September, 2020
Cinta terpaku menatap senja. Senja yang selalu menjanjikan keindahan sesaat,
tapi selalu mampu menjadi pelabuhan terakhirnya, setiap harinya. Senja, tempat
ia melebur sgala rasa hatinya setelah seharian berbaur dengan berbagai
frekuensi cerita kehidupan.
“Pada akhirnya memang sengaja kubiarkan mereka untuk lebih peka dan peduli
dengan kehidupan Rangga,” Cinta memulai obrolannya dengan senja. “Maafkan aku,
Senja. Sudah saatnya mereka masuk dan menyelami Rangga sebagai seuntai pribadi
utuh dengan segala permasalahan pribadi dan hidupnya.”

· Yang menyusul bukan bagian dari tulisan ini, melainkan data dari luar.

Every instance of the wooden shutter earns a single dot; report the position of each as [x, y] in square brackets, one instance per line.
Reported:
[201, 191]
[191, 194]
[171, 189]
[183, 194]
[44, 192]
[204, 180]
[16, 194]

Cinta berdiri sesaat, menghirup sejuknya angin senja. “Kamu lelah, Cinta?”,
bisik angin perlahan. Cinta menarik nafas perlahan dan berkata: “Aku hanya
sedih melihat Rangga. Rangga, selama belasan tahun, menjadi pejuang kehidupan
sejati, tanpa lelah, tanpa pamrih. Rangga, pejantan tangguh yang selalu menjadi
pelabuhan, tumpuan segala keluh kesah hidup banyak orang. Padahal kenyataannya,
sebaliknya, mereka itu sangat egosentrik, satupun tak mengindahkan Rangga,
apapun kehidupan pribadi Rangga.”
“Lalu Rangga bagaimana, Cinta?”, bertanya Senja. Cinta terpaku pilu &
berkata, “Entahlah. Kemarin ia sempat goyah pada titik terendahnya, mencoba
meresapi arti hidup sebenarnya. Terombang ambing antara ada dan tiada. Pandemi
ini menggoyahkannya, meluluhlantakkan egonya.” Cinta melanjutkan dengan seiris
senyum, “Beruntung Tuhan masih menggenggam tangannya, bahkan tak enggan
mengulurkan tangan - Nya, menata kembali kepercayaan Rangga, juga menata
hidupnya.”
Angin menerpa halus wajah Cinta. Senja tersenyum tipis, memamerkan siluet
jingga kebesarannya. Dan Senja pun perlahan beranjak pergi.